2. Demonstrate value, encourage participation. Employees who don’t use their benefits probably don’t value them. They might appreciate your organization for building a child care center, but if they don’t have kids, the benefit has little value to them. Strategies to try:

  • Advertise all of your benefits—from health insurance to voluntary benefits to work/life perks.
  • Start an enrollment campaign for perks such as work/life and wellness. Those who partake will find them more valuable than those who don’t.
  • Offer a substantial prize to the employee who can correctly answer the most questions about your organization’s benefits. This will help reveal gaps in your communication efforts.

3. Tweak benefits offerings. Get rid of little-used benefits. Strategies to try:

  • Identify which benefits are most popular. Replace low-value benefits with higher-impact perks.
  • Study each benefit’s return on investment before dumping it. A little-used perk like adoption assistance, for example, may have a positive impact on employee morale and loyalty even though few workers use it.
  • Repackage existing benefits so employees understand how to use them to make their lives easier or save money.

4. Talk, talk, talk! Keep employees engaged by keeping them in the loop about your organization’s situation.
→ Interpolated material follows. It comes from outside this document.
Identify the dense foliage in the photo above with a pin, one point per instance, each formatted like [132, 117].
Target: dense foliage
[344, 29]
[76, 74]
Strategies to try:

  • Communicate with employees more often during tough times than you normally would.
  • Reinforce management’s vision for success and recovery.
  • Recognize employees for doing good work. Most employees say they value appreciation as much as money.
  • Be honest about the impact of the economy on employee benefits—and help them understand it. Tip: Bring in a financial advisor to help employees review retirement plans.

Get on the same page

In a study by Watson Wyatt Worldwide, employees gave high marks to employers that offered few benefits but explained them well. Those organizations scored better than companies with a slew of benefits that workers didn’t understand.

Employees who responded to a recent MetLife survey credited employee benefits for their loyalty to their employers.